Gennaro Prota <gennaro_prota_at_[hidden]> writes:

> On Tue, 10 Feb 2004 09:46:53 -0500, David Abrahams
> <dave_at_[hidden]> wrote:
>>Gennaro Prota <gennaro_prota_at_[hidden]> writes:
>>> IIUC, "the Software" (with a capital 's') includes documentation. Am I
>>> right?
>>Do you consider documentation to be software? I don't.
> No, I don't consider it software either :) I was asking if *in the
> text of the license* they used the word "Software", with an uppercase
> 's', as a shortcut for software + docs. That's because it says:
> Permission is hereby granted, free of charge, to any person or
> organization obtaining a copy of **the software and accompanying
> documentation** covered by this license (**the "Software"**)
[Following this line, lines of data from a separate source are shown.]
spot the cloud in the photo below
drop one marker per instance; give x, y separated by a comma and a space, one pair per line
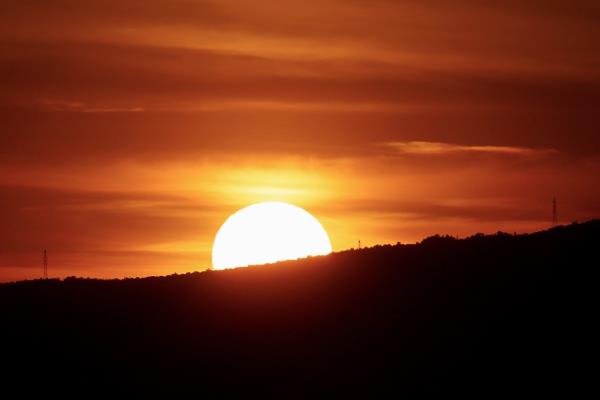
419, 148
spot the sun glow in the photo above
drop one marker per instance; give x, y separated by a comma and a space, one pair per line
268, 232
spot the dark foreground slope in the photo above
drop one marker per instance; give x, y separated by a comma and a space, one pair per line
485, 314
Now that you remind me, yes, "Software" clearly includes the

>>> b) IIUC again, the comments we are inserting into source files
>>> // Use, modification and distribution are subject to the
>>> // Boost Software License, Version 1.0. (See accompanying file
>>> // LICENSE_1_0.txt or copy at
>>> are unnecessarily verbose (and potentially dangerous).
>>Care to elaborate on why you think it's dangerous?
> Potentially. I was just asking. My question was: the file says use,
> modification and distribution are subject to the license. Taken
> strictly I may interpret that only this three things are subject to
> the license (not display, for instance). If, from a legal point of
> view, "display" isn't one of these three things then I can display the
> software without even reading the license.

Good point. I've forgotten whether "display" legally falls under any
of the categories "use", "modification", or "distribution". It's
amazing how many niggling details can come up in this matter.

> Just like we do in software I would tend to avoid any repetition
> between the license text and the source files comments, so that if the
> lawyers decide to add some other form of usage in the license (imagine
> if they forgot one! :)) we don't have to add it to the source files as
> well. Unless it is guaranteed that "use, modification and
> distribution" cover anything.
> I know, I'm a bit paranoid ;)

Then "they" have you right where they want you ;-)

>>> One could simply say
>>> // Subject to the Boost Software License, Version 1.0. (See etc. etc.)
>>I don't think a _file_ can be subject to a license, can it? The file
>>just exists.
> Hmm... I don't know. It seems to me that the file is the *medium*
> through which a piece of software is distributed.

If we were to make a change like that one, I'd say "Licensed under the
Boost...", just to avoid any ambiguity.